Hello I'm having an issue when I want to use choose method on an Unstructured struct. Here is the error:

INFO: Running with entropic power schedule (0xFF, 100).
INFO: Seed: 3281183050
INFO: Loaded 1 modules   (77436 inline 8-bit counters): 77436 [0x5651ff1fc2d0, 0x5651ff20f14c),
INFO: Loaded 1 PC tables (77436 PCs): 77436 [0x5651ff20f150,0x5651ff33d910),
INFO:     1521 files found in /home/bnj/rust/apollo-rs/fuzz/corpus/parser
INFO: -max_len is not provided; libFuzzer will not generate inputs larger than 4096 bytes
doc =====================

========================
INFO: seed corpus: files: 1521 min: 1b max: 727b total: 242498b rss: 37Mb
available type ------------------ []
thread '<unnamed>' panicked at 'called `Result::unwrap()` on an `Err` value: NotEnoughData',

Do you know what I'm doing wrong ?

Thanks a lot.

Operating system: Ubuntu 21.10
Rust version: v1.60.0-nightly

I have the same issue when writing u.int_in_range(0..=1000).unwrap();

Can you provide a test case and steps to reproduce?

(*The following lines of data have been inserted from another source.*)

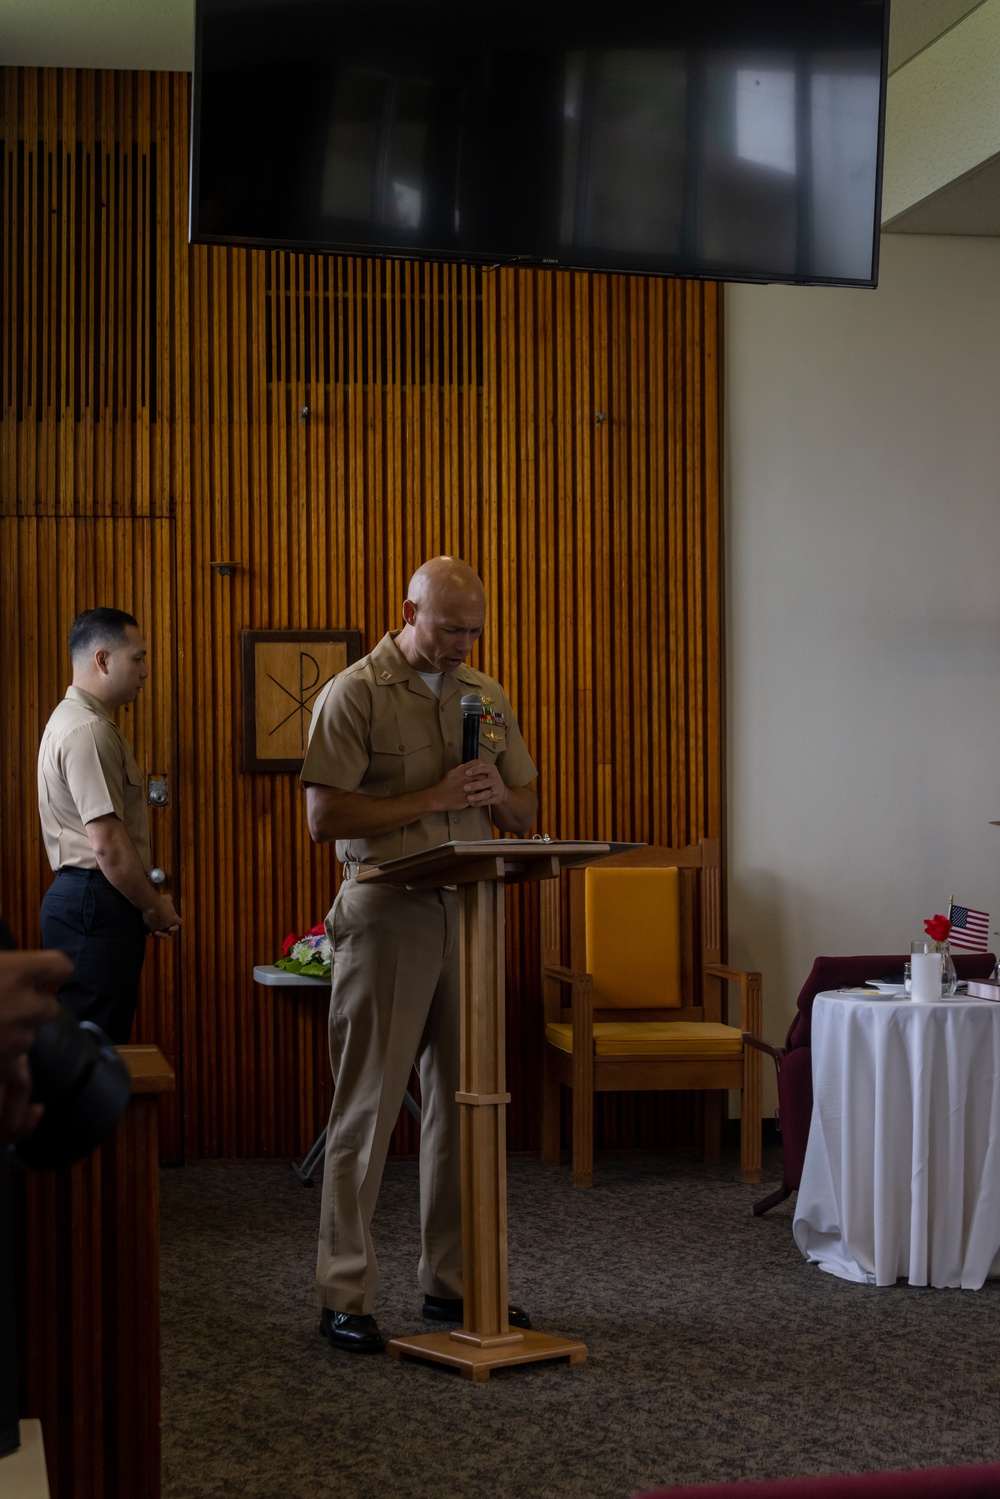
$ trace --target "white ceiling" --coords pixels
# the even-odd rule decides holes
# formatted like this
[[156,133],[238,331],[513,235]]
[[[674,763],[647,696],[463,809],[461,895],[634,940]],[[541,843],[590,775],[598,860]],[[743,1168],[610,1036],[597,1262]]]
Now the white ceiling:
[[[891,74],[989,0],[890,3]],[[194,0],[0,0],[0,63],[189,72]],[[901,234],[1000,235],[1000,159],[950,182],[890,228]]]
[[[889,0],[890,76],[977,10],[986,0]],[[964,176],[907,209],[891,234],[1000,235],[1000,158],[979,163]]]
[[943,36],[982,0],[889,0],[889,72]]
[[194,0],[0,0],[0,63],[189,73]]

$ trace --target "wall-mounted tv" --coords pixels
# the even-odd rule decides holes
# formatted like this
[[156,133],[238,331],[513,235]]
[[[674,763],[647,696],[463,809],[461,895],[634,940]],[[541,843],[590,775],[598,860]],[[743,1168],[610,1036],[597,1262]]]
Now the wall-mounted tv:
[[888,0],[197,0],[191,239],[874,286]]

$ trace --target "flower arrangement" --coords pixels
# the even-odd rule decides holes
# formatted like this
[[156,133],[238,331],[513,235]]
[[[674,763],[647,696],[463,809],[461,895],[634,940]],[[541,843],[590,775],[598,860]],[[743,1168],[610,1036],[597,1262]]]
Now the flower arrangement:
[[935,947],[943,947],[951,936],[951,921],[947,916],[929,916],[924,922],[924,931]]
[[951,936],[951,907],[948,907],[947,916],[939,914],[928,917],[924,922],[924,931],[930,938],[934,952],[941,954],[941,993],[950,996],[958,988],[955,960],[952,958],[951,947],[948,943],[948,938]]
[[303,936],[289,932],[281,944],[281,957],[275,963],[286,973],[301,973],[306,978],[328,979],[333,949],[322,922],[311,926]]

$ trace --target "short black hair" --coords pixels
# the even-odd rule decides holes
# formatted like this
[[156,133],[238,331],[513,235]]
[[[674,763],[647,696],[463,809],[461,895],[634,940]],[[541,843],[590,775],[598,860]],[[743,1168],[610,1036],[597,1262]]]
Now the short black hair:
[[69,627],[69,653],[74,661],[89,656],[98,646],[124,645],[129,625],[139,628],[139,621],[124,609],[84,609]]

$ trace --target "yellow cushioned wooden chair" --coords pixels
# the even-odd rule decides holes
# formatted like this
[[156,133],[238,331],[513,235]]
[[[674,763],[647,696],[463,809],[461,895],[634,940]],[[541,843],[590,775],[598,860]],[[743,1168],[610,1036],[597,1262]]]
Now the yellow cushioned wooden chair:
[[[719,842],[645,846],[541,888],[545,1071],[542,1160],[559,1161],[560,1087],[573,1093],[573,1184],[594,1174],[594,1094],[704,1091],[705,1158],[721,1148],[726,1091],[742,1095],[740,1169],[760,1181],[761,976],[722,961]],[[564,945],[562,913],[569,912]],[[569,962],[565,966],[568,950]],[[739,985],[739,1026],[726,986]]]

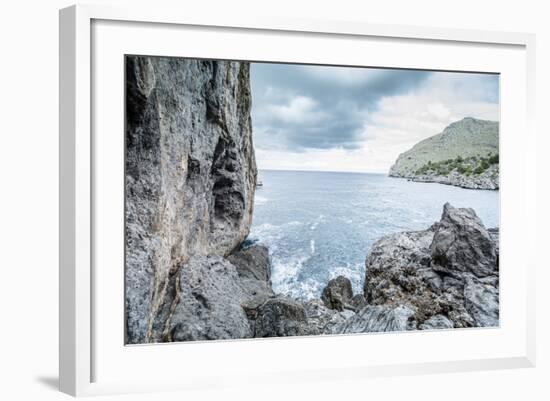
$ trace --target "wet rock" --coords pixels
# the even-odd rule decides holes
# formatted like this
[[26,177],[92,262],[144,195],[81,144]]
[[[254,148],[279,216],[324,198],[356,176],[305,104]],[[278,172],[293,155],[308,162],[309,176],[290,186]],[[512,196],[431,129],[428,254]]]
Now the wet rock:
[[338,276],[330,280],[321,294],[325,306],[338,311],[343,311],[346,305],[351,303],[352,298],[351,281],[344,276]]

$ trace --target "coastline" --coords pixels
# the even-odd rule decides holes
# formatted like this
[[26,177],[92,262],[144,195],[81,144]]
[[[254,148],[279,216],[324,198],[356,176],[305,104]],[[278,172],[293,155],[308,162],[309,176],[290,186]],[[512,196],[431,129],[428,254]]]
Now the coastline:
[[388,175],[392,178],[401,178],[407,181],[413,181],[418,183],[432,183],[432,184],[442,184],[450,185],[453,187],[459,187],[462,189],[471,189],[471,190],[485,190],[485,191],[498,191],[500,189],[497,182],[482,182],[477,183],[475,181],[468,181],[464,179],[463,176],[450,178],[448,176],[430,176],[430,175],[421,175],[421,176],[400,176],[400,175]]

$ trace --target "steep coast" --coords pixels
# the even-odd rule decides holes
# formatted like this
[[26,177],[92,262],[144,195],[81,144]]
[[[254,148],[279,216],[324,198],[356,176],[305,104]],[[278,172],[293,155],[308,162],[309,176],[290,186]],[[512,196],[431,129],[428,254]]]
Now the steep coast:
[[467,117],[399,155],[390,177],[468,189],[499,188],[499,125]]
[[130,344],[498,325],[498,229],[446,204],[424,231],[365,249],[363,291],[276,294],[245,241],[256,188],[249,65],[126,60]]

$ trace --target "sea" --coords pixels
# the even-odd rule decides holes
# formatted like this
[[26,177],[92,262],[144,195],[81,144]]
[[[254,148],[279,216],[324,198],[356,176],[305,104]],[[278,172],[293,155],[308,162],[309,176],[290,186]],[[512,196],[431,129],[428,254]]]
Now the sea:
[[499,226],[499,191],[419,183],[385,174],[261,170],[249,240],[266,245],[276,293],[318,298],[348,277],[361,292],[365,259],[384,235],[424,230],[445,202]]

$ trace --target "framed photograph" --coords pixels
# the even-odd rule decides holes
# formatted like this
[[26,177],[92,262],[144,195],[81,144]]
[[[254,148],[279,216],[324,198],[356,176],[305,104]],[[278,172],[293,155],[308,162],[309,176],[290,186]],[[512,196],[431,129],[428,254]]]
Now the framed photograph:
[[61,10],[61,390],[534,366],[533,58],[528,34]]

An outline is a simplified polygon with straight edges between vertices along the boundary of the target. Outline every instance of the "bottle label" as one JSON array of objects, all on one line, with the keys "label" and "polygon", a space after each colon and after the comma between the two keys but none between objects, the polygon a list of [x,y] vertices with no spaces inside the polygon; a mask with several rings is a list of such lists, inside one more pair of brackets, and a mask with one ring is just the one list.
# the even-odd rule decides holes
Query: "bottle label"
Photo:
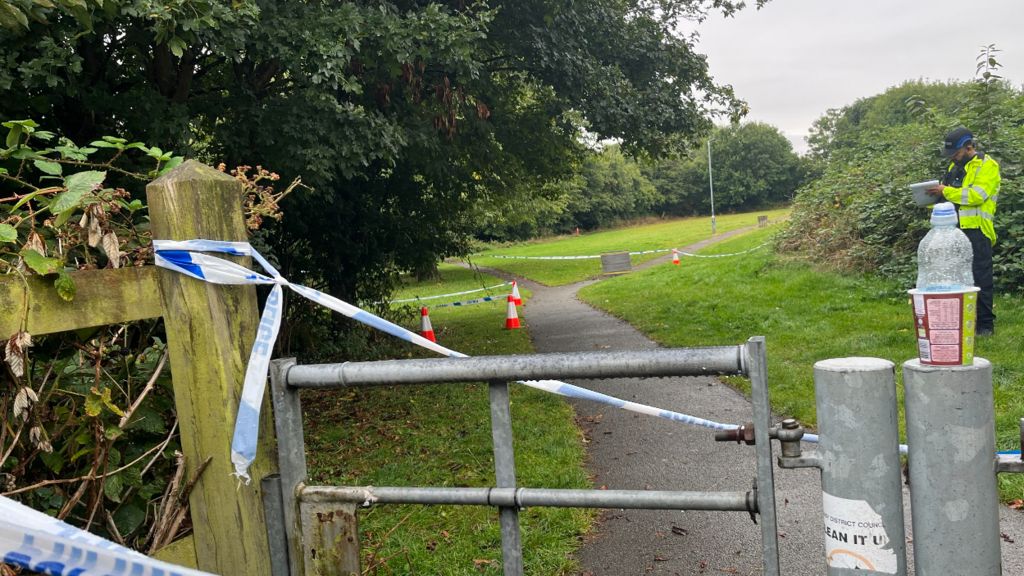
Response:
[{"label": "bottle label", "polygon": [[973,363],[978,289],[954,293],[912,290],[911,294],[921,362],[947,366]]}]

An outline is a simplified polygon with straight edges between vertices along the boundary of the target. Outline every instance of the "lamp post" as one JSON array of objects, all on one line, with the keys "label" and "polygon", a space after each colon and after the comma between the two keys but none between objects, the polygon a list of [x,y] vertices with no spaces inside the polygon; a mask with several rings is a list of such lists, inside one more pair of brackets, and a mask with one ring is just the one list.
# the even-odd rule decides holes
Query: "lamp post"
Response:
[{"label": "lamp post", "polygon": [[715,235],[715,183],[711,177],[711,141],[708,138],[708,188],[711,190],[711,235]]}]

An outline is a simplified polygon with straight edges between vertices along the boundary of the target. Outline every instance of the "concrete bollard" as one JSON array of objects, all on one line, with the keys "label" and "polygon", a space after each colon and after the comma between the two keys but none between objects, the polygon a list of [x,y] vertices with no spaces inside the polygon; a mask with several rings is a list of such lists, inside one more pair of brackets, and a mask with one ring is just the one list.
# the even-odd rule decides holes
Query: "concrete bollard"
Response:
[{"label": "concrete bollard", "polygon": [[895,365],[822,360],[814,392],[827,574],[906,576]]},{"label": "concrete bollard", "polygon": [[999,576],[992,364],[903,364],[917,576]]}]

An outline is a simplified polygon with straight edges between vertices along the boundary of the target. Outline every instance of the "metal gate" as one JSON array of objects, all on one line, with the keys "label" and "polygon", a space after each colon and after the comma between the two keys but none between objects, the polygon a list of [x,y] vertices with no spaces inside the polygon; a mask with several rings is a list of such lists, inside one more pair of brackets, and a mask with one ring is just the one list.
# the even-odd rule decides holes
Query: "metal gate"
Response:
[{"label": "metal gate", "polygon": [[[509,382],[516,380],[655,378],[743,375],[750,378],[757,473],[752,489],[733,492],[569,490],[516,486]],[[341,487],[306,485],[306,454],[299,390],[428,383],[488,383],[496,485],[489,488]],[[579,352],[271,365],[272,401],[280,474],[263,479],[264,507],[274,576],[360,573],[356,510],[370,504],[493,506],[499,511],[503,569],[522,574],[520,508],[559,506],[667,510],[745,511],[760,516],[764,574],[779,576],[771,411],[765,342],[739,346],[628,352]]]}]

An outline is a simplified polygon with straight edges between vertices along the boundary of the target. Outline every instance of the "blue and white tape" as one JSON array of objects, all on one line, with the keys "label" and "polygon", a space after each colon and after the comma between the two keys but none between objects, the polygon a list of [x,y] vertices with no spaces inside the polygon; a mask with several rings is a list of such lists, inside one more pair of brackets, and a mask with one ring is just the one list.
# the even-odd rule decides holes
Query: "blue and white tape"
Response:
[{"label": "blue and white tape", "polygon": [[487,258],[502,258],[505,260],[590,260],[600,258],[601,255],[589,256],[486,256]]},{"label": "blue and white tape", "polygon": [[0,562],[50,576],[212,576],[149,558],[2,496]]},{"label": "blue and white tape", "polygon": [[[673,250],[675,250],[681,256],[692,256],[694,258],[728,258],[730,256],[740,256],[743,254],[749,254],[755,250],[760,250],[761,248],[764,248],[767,245],[768,242],[764,242],[762,244],[754,246],[753,248],[750,248],[749,250],[743,250],[742,252],[731,252],[729,254],[696,254],[693,252],[683,252],[682,250],[676,250],[675,248],[659,248],[657,250],[639,250],[635,252],[630,252],[629,255],[640,256],[642,254],[660,254],[664,252],[672,252]],[[586,256],[488,256],[486,254],[482,254],[481,256],[485,258],[502,258],[507,260],[589,260],[601,257],[600,254],[588,254]]]},{"label": "blue and white tape", "polygon": [[729,258],[730,256],[741,256],[743,254],[750,254],[751,252],[755,250],[760,250],[761,248],[764,248],[767,245],[767,242],[762,242],[761,244],[758,244],[757,246],[754,246],[753,248],[744,250],[742,252],[730,252],[728,254],[694,254],[692,252],[683,252],[682,250],[679,250],[678,252],[682,256],[691,256],[693,258]]},{"label": "blue and white tape", "polygon": [[473,304],[483,304],[484,302],[505,302],[508,300],[508,294],[502,294],[501,296],[484,296],[483,298],[474,298],[472,300],[462,300],[459,302],[446,302],[444,304],[435,304],[434,308],[451,308],[451,307],[462,307],[472,306]]},{"label": "blue and white tape", "polygon": [[417,296],[415,298],[402,298],[401,300],[390,300],[388,304],[402,304],[404,302],[420,302],[422,300],[440,300],[441,298],[451,298],[452,296],[463,296],[465,294],[475,294],[477,292],[486,292],[488,290],[494,290],[504,286],[512,285],[511,282],[502,282],[501,284],[495,284],[494,286],[486,286],[484,288],[477,288],[475,290],[466,290],[463,292],[452,292],[450,294],[437,294],[435,296]]},{"label": "blue and white tape", "polygon": [[[154,240],[153,249],[156,265],[175,270],[198,280],[214,284],[273,284],[267,305],[263,309],[260,318],[259,329],[256,335],[256,342],[253,345],[252,353],[249,356],[249,364],[246,367],[245,382],[242,389],[242,400],[238,408],[238,417],[235,421],[234,437],[231,441],[231,462],[235,467],[235,474],[249,482],[248,469],[256,457],[256,444],[259,435],[259,414],[263,394],[267,384],[267,368],[270,365],[270,355],[273,349],[274,340],[281,325],[281,287],[287,286],[298,294],[304,296],[334,310],[383,332],[386,332],[407,342],[411,342],[426,348],[442,356],[465,358],[466,355],[455,350],[450,350],[431,342],[426,338],[411,332],[375,316],[365,310],[357,308],[347,302],[339,300],[334,296],[324,294],[318,290],[307,288],[299,284],[292,284],[284,279],[281,274],[266,261],[265,258],[254,250],[248,243],[244,242],[221,242],[217,240]],[[270,274],[253,272],[230,262],[223,258],[202,254],[201,252],[219,252],[235,256],[251,256],[263,269]],[[624,410],[649,414],[659,418],[666,418],[676,422],[702,426],[713,430],[731,430],[737,428],[735,424],[722,424],[697,418],[688,414],[681,414],[671,410],[664,410],[629,402],[607,394],[601,394],[567,384],[556,380],[531,380],[520,382],[531,388],[545,390],[561,396],[572,398],[583,398],[616,406]]]}]

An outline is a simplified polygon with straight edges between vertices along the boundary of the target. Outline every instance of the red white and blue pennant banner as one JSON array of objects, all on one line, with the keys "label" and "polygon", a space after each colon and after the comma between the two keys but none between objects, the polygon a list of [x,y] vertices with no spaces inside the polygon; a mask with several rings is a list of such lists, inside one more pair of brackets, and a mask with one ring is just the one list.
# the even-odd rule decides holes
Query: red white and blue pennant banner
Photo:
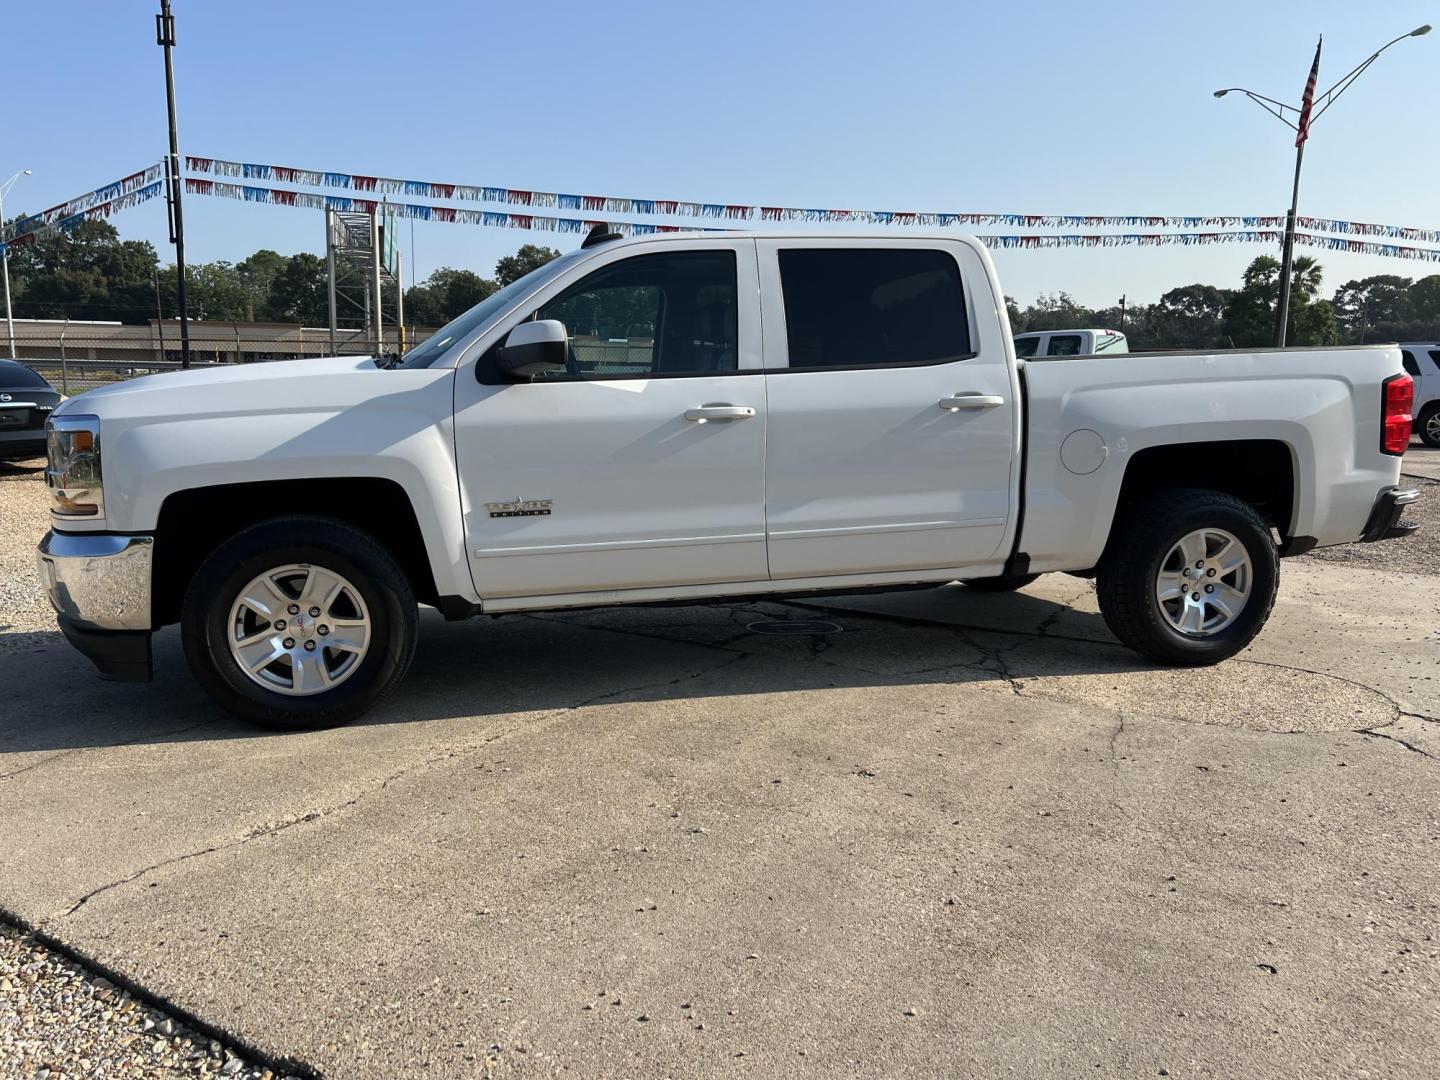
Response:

You are calling unwrap() on a result. It is expected that this will panic if the result is an Err.

You can use ? in helper functions, rather than unwrap, and then skip any fuzz iteration where you weren't able to construct an instance of your Arbitrary type:

let x = match generate_my_arbitrary_thing(u) {
    Err(_) => {
        // Continue to the next fuzz input.
        return;
    }
    Ok(x) => x,
};

assert_things(x);

Alternatively, you can use the libfuzzer_sys::fuzz_target! macro with your Arbitrary type in the parameter position, which internally does that dance for you:

fuzz_target!(|x: MyArbitraryType| {
    assert_things(x);
});

In the future, I would urge you to put more effort and information in issues you file, including

  • a minimal test case that doesn't rely on external code and isn't embedded in some external project,
  • bulleted/numbered steps to reproduce,
  • expected results, and
  • actual results

Doing this kind of thing will greatly help the people who are in a position to help you by fixing the bug.

Ok after reading the wasm-smith codebase indeed I didn't see it was skipping on errors so that was basically my mistake. I thought you didn't have any mistakes in your code so now it's pretty clear in my mind. Thanks for the poor quality of my issue, you're right I will try to improve myself in future issues.